戦後80年が迫り、戦争経験者がこの世を去るなか、歴史の証人として戦争遺跡に注目が集まっている。一方で、文化財指定の動きは限定的だ。保存の課題と解決策を探った。(興津洋樹)
- 戦争遺跡を取材し20年、北九州の郷土史家が本出版「遺跡の保存を」
北九州市小倉北区の公園や市役所、病院が立ち並ぶ一帯には太平洋戦争時、西日本最大級の兵器工場「小倉陸軍造兵廠(しょう)」があった。一角に立つマンションの敷地内に、小銃を試し撃ちする「試射場」跡が残っている。
今年8月、戦争遺跡を巡る見学会で内部が公開された。コンクリートの高い天井に囲まれ、ひんやりした空間を、参加者たちが懐中電灯で照らしながら見学した。「時間が止まっているみたい」「こんな場所が残っていたなんて」と声があがった。

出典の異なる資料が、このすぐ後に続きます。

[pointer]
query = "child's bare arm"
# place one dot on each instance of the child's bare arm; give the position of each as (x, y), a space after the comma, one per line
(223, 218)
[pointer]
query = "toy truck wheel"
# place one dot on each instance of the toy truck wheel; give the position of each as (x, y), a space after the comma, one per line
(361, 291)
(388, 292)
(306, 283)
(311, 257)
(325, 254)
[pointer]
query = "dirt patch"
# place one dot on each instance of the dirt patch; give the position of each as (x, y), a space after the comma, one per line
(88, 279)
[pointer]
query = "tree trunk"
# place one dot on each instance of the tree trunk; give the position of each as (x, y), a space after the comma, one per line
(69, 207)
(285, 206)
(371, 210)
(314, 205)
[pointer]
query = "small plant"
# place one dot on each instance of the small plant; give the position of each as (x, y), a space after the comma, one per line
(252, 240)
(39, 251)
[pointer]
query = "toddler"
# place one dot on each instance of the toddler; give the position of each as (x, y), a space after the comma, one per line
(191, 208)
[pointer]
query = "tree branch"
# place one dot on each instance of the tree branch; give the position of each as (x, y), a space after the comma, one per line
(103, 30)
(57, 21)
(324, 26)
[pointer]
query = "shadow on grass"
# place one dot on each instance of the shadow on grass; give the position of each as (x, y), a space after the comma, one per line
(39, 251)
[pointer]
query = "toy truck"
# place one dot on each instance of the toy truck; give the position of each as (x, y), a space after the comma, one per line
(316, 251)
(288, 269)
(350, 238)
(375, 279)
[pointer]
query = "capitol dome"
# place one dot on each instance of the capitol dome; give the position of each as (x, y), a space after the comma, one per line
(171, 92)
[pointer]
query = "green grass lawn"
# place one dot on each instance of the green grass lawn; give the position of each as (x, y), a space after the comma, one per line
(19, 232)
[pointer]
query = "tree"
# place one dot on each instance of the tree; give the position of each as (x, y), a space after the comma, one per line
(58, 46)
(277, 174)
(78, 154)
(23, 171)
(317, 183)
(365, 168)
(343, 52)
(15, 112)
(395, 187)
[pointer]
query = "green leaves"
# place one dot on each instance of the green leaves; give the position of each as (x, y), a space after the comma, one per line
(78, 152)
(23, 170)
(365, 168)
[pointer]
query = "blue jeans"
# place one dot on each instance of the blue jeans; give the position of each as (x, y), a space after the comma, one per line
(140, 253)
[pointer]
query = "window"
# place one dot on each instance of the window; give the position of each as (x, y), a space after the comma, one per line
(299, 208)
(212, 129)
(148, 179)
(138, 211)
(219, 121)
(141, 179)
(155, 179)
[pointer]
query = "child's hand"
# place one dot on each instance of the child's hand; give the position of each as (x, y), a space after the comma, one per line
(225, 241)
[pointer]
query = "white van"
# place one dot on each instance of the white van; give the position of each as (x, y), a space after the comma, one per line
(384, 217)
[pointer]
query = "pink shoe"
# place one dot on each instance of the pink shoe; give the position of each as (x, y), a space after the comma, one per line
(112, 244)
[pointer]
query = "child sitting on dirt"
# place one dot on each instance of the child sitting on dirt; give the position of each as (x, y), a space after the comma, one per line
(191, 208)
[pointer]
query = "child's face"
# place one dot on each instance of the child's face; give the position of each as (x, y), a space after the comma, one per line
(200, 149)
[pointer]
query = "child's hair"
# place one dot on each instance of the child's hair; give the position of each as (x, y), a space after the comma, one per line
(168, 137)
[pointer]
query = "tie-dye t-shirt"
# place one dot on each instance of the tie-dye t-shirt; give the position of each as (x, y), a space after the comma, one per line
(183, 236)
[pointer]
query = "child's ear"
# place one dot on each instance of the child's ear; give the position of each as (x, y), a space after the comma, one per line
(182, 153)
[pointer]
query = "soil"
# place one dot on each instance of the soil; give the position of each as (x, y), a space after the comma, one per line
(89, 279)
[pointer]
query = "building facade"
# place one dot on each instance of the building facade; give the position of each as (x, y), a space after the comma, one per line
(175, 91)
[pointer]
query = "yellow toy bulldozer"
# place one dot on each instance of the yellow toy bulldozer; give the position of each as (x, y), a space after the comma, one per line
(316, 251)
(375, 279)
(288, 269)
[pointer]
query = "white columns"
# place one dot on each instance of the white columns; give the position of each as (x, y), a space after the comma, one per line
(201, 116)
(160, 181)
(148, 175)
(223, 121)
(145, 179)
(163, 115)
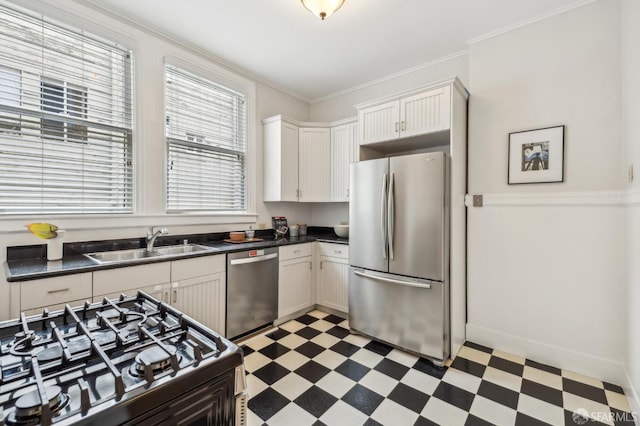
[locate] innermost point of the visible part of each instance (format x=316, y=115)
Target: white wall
x=149, y=51
x=339, y=107
x=547, y=280
x=631, y=138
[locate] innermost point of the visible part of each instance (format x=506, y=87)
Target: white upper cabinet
x=344, y=150
x=412, y=115
x=280, y=159
x=314, y=166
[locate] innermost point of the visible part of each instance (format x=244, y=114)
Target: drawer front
x=197, y=267
x=341, y=251
x=295, y=250
x=129, y=278
x=55, y=291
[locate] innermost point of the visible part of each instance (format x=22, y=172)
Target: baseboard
x=556, y=356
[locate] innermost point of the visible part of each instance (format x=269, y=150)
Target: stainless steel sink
x=133, y=255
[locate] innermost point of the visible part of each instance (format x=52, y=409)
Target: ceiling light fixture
x=322, y=8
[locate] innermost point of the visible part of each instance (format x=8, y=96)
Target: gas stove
x=134, y=360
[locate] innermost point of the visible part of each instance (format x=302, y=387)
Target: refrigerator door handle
x=391, y=207
x=383, y=216
x=392, y=281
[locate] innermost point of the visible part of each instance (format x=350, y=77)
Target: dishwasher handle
x=253, y=259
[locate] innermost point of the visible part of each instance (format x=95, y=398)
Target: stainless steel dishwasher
x=252, y=290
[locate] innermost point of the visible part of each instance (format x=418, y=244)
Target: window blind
x=206, y=144
x=65, y=119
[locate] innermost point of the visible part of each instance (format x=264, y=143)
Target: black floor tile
x=363, y=399
x=309, y=349
x=308, y=332
x=479, y=347
x=271, y=373
x=506, y=365
x=476, y=421
x=339, y=332
x=316, y=401
x=379, y=348
x=468, y=366
x=613, y=388
x=424, y=422
x=545, y=393
x=278, y=334
x=333, y=318
x=353, y=370
x=274, y=350
x=392, y=368
x=312, y=371
x=306, y=319
x=572, y=418
x=246, y=350
x=584, y=390
x=454, y=395
x=524, y=420
x=267, y=403
x=499, y=394
x=409, y=397
x=543, y=367
x=345, y=348
x=427, y=367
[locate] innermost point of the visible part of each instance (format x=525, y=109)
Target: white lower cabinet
x=295, y=279
x=333, y=277
x=54, y=293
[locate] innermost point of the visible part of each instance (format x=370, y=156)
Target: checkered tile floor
x=311, y=371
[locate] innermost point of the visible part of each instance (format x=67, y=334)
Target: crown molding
x=392, y=76
x=530, y=21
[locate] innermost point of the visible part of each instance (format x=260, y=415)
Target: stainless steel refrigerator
x=398, y=252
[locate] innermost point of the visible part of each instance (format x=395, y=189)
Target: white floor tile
x=336, y=384
x=444, y=413
x=392, y=413
x=421, y=381
x=292, y=360
x=378, y=382
x=342, y=413
x=492, y=412
x=292, y=415
x=462, y=380
x=255, y=361
x=540, y=410
x=368, y=358
x=292, y=386
x=325, y=340
x=542, y=377
x=329, y=359
x=502, y=378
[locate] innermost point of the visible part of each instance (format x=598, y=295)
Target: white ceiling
x=279, y=41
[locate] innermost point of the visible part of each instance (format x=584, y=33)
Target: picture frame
x=536, y=156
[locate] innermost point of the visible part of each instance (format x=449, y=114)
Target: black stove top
x=64, y=367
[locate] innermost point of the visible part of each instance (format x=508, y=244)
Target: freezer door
x=408, y=313
x=368, y=214
x=416, y=211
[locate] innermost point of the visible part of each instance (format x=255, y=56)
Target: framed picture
x=536, y=156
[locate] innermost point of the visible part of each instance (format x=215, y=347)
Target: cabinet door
x=333, y=291
x=379, y=123
x=425, y=112
x=340, y=158
x=314, y=166
x=294, y=285
x=203, y=299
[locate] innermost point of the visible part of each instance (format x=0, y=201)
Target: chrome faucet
x=152, y=234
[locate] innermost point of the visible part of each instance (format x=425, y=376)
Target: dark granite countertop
x=29, y=263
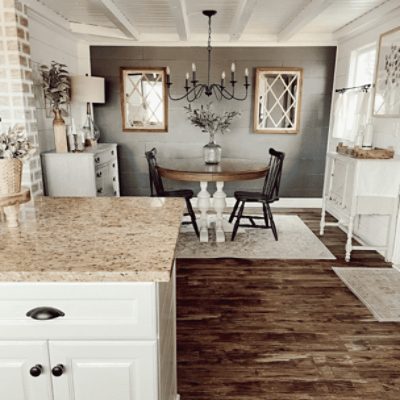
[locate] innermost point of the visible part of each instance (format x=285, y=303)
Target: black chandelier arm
x=197, y=92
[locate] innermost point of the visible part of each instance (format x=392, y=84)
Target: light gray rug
x=377, y=288
x=296, y=241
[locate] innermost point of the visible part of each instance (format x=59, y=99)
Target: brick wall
x=16, y=86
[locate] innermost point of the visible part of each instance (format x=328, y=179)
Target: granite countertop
x=92, y=239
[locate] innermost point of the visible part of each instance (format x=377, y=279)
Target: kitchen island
x=87, y=300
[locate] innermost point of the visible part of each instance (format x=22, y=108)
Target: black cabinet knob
x=36, y=370
x=44, y=313
x=58, y=370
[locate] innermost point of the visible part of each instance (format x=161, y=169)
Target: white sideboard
x=113, y=341
x=361, y=187
x=91, y=173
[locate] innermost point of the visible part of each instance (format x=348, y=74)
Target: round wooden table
x=195, y=170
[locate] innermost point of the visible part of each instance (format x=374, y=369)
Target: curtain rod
x=363, y=87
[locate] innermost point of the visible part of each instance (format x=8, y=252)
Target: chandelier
x=195, y=89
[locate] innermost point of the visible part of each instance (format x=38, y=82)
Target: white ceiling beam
x=178, y=9
x=367, y=19
x=95, y=30
x=119, y=19
x=243, y=13
x=47, y=13
x=303, y=18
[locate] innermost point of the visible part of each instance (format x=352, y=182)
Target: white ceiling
x=240, y=21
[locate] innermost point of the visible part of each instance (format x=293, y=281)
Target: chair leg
x=237, y=222
x=273, y=227
x=192, y=217
x=265, y=216
x=234, y=211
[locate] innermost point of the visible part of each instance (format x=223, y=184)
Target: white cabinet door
x=17, y=382
x=119, y=370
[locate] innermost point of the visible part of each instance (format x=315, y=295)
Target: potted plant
x=211, y=123
x=56, y=85
x=14, y=149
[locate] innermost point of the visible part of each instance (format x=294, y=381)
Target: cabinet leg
x=219, y=199
x=11, y=213
x=203, y=203
x=349, y=239
x=322, y=222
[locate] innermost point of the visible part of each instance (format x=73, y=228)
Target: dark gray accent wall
x=305, y=151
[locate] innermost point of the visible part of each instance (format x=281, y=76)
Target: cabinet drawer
x=109, y=155
x=95, y=310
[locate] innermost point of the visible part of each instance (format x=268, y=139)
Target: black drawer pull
x=44, y=313
x=36, y=370
x=58, y=370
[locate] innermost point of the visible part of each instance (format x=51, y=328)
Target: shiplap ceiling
x=238, y=21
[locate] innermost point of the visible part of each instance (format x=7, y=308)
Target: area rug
x=296, y=241
x=377, y=288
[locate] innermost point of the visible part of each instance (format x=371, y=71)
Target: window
x=362, y=66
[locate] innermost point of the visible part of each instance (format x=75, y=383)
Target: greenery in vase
x=15, y=144
x=209, y=121
x=56, y=85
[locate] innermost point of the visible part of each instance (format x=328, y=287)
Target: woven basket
x=10, y=176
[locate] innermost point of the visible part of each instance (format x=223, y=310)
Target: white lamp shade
x=87, y=89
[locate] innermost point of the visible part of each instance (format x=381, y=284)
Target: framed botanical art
x=144, y=102
x=277, y=100
x=387, y=75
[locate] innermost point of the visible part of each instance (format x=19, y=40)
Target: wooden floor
x=282, y=330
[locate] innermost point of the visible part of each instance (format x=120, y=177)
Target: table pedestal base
x=203, y=203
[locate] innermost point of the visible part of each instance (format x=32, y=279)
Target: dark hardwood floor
x=282, y=330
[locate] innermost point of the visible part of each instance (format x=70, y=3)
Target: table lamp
x=89, y=90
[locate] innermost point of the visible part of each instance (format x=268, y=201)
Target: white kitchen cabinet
x=107, y=340
x=104, y=370
x=92, y=173
x=362, y=188
x=17, y=378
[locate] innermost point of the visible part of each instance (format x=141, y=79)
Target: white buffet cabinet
x=92, y=173
x=115, y=341
x=362, y=188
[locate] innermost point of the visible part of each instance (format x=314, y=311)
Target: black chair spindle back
x=155, y=178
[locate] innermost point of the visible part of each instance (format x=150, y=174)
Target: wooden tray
x=359, y=152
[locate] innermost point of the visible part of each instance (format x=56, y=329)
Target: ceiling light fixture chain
x=196, y=90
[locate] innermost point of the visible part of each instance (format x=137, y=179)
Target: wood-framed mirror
x=277, y=100
x=144, y=99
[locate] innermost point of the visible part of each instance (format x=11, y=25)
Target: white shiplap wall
x=51, y=42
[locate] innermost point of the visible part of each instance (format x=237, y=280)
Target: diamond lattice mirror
x=277, y=100
x=143, y=99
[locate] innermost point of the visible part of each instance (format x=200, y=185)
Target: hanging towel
x=350, y=114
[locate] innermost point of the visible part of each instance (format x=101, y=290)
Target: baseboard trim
x=285, y=202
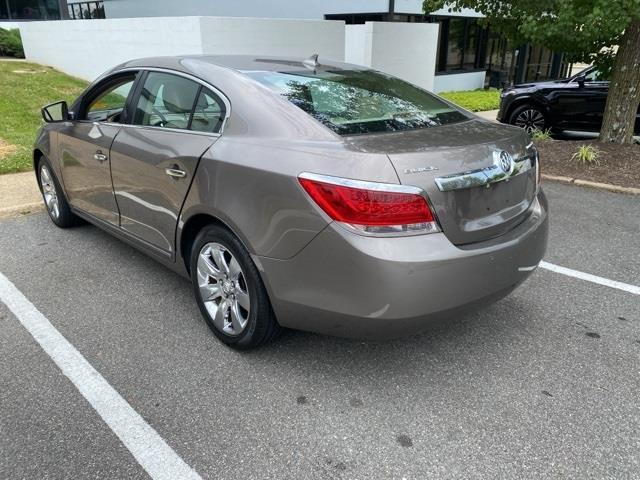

こうした貴重な遺構が残っている一方で、小倉陸軍造兵廠を構成していた多くの建物は姿を消した。大通り沿いにあった機関銃関連の工場跡は、2021年に解体された。石垣など小規模な遺構は残るものの、造兵廠の面影はほぼない。市内の山や高台には、空襲に備える高射砲陣地や照空陣地が多く残るが、劣化が進んでいる。
戦争体験を生で聞くことが難しくなるなか、戦争遺跡に目が向けられ、調査や実態把握が徐々に進みつつある。